Yep, true. But a law that won’t survive judicial scrutiny. It won’t ever be implemented, and the politico’s will be able to fundraise off it and say how tough they were.
 

Sirwalterraleigh

Premium Member
I could not agree more! Stick to entertaining and stay out of politics. This whole issue could have been avoided. My wife is involved in state politics, not a politician just involved with some comities in Tallahassee. She tells me the governor is very powerful in this state and he usually gets what he wants.
Disney has never and will not “stay out of politics”

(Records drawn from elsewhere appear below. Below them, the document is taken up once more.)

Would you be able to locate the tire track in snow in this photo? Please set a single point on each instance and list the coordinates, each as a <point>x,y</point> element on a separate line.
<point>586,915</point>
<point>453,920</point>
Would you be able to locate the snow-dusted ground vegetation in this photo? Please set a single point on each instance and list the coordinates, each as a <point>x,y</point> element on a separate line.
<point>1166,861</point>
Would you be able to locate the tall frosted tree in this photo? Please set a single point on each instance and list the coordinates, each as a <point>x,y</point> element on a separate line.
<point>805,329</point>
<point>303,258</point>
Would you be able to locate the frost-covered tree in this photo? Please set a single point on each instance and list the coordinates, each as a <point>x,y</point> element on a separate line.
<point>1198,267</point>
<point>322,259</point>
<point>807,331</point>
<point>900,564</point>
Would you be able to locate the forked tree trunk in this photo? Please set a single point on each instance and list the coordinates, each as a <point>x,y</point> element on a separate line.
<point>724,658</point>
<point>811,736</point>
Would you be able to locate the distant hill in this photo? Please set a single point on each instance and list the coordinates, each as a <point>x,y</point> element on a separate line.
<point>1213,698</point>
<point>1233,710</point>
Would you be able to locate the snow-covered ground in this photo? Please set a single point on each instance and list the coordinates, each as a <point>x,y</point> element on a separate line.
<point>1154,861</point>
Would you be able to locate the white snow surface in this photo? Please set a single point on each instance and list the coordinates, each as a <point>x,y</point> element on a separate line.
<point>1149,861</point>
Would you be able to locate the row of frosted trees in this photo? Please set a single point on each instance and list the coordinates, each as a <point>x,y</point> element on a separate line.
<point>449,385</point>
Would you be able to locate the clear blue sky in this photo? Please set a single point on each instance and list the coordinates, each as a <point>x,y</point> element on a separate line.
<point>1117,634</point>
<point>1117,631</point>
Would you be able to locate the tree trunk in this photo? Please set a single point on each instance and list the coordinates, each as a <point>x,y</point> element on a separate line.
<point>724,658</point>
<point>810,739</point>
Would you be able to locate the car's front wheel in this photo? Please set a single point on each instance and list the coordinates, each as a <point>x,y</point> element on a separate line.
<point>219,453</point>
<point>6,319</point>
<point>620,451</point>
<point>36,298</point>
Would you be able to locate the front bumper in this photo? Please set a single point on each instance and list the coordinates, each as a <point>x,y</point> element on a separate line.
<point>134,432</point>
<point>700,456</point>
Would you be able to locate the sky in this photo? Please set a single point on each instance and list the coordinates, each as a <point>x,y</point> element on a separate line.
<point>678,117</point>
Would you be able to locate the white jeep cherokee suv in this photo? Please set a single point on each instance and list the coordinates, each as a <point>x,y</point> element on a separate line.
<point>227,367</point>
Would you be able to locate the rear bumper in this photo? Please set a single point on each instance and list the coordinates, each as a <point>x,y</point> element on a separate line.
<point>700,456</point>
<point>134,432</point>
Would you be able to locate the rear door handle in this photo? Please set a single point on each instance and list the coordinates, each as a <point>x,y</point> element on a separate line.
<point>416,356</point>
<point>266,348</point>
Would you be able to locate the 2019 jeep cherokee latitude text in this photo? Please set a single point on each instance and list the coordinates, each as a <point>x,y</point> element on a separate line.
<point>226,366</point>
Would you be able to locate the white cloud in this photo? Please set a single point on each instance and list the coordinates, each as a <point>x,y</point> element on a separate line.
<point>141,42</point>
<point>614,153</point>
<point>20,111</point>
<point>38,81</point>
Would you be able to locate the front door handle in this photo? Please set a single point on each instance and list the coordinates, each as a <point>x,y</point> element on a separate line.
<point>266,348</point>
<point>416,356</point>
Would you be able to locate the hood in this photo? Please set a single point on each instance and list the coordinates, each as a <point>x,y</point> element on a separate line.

The elephant in this room whenever I see this is two things:

1. Disney needs better management
2. The state/country needs better politicians


Pretty simple there
 

lazyboy97o

Well-Known Member
I could not agree more! Stick to entertaining and stay out of politics. This whole issue could have been avoided. My wife is involved in state politics, not a politician just involved with some comities in Tallahassee. She tells me the governor is very powerful in this state and he usually gets what he wants.
Once again, several persons have made statements that their goal is change Disney’s entertainment content. They’re interested in broader Censorship, not just specific legal activities.
 

castlecake2.0

Well-Known Member
Original Poster
I hear what your saying but the state's stance is they have given Disney what no other company in the state of Florida has been given. That hardly falls under the first amendment. I think the timing is very suspicious of course but Uni or Sea World don't have that power. I don't think Disney has much of a chance in court. Times have changed since Reedy Creek Act.
But they haven’t, there’s 1,844 special districts in the state, not just Disney. The reason other theme parks don’t have a special district is because they don’t also maintain a city’s worth of infrastructure. UOR is 500 acres, Seaworld is 200, WDW is 28,000 acres.
 

Sirwalterraleigh

Premium Member
But they haven’t, there’s 1,844 special districts in the state, not just Disney. The reason other theme parks don’t have a special district is because they don’t also maintain a city’s worth of infrastructure. UOR is 500 acres, Seaworld is 200, WDW is 28,000 acres.
Those other operators also didn’t ask…

Central Florida parkway area/Idrive and Kirkman weren’t a hazmat former fertilizer farm when those places moved to town
 

GoofGoof

Premium Member
Well bringing this very much back to WDW, this gives Disney yet another reason to make significant cut backs to WDW going forward. I am hearing this is already concern about the future.
Sad to hear:(. We already mentioned the possibility of pulling back on those 2,000 jobs that were supposed to move from CA but not sure if that ship already set sail. Would this potentially impact the operations at WDW directly? There’s no way for the company to “pull out“ of FL since you can’t move a theme park but it would be sad to see them stop investing in the parks there. It’s more realistic to pull back from the cruise business there. Move current or future ships to Galveston or New Orleans or Baltimore.

My opinion is cooler heads will prevail and this will all blow over before any of this happens.…I hope 🤔 This current political wave won’t last any longer then previous ones, the pendulum always swings.